Now I knew that the goddess Isis, or perchance another, she of the Greeks, spoke to me of matters that had to do with myself and not with the fate of Egypt. In my heart I prayed to the Queen of Heaven to rid me of these visions, though to give me others I did not pray her, since it was my design to speak certain politic words which we had prepared. Yet other visions came unsought, for some spirit possessed me, a spirit of truth and destiny. They were many and all of them terrible. I saw battlefields; I saw men fall in thousands, I saw cities in flames. I saw that false-eyed king, Tenes, dead. I saw the General, Kleinios of Cos, also dead, lying on a heap of Grecian slain. I saw the Pharaoh Nectanebes flying up Nile upon a boat--I knew it was up Nile because the current rippled against the prow of his ship, I saw him seized by black savages and throttled with a rope till his tongue hung out and the great round eyes started from his head.
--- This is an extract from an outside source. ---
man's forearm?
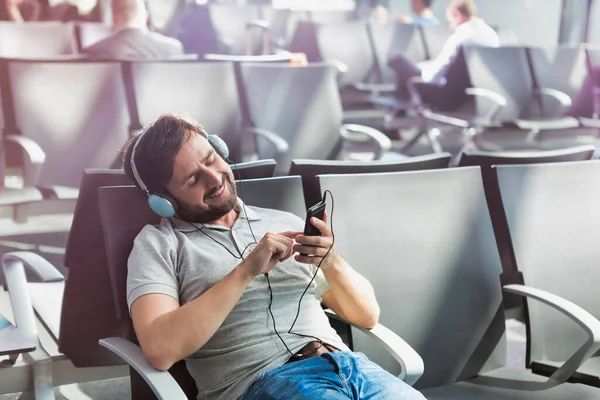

I saw the temples of Egypt burning and a fierce-faced, drunken king hacking at the statues of the gods with a Persian sword and butchering the priests upon the altar. Then I saw no more but a voice called in my ears, "Death to Egypt! Death and desolation! Death to her king, death to her priests, death to her gods! Finished, finished, all is finished!"

I cast the bowl from me. It overset but lo!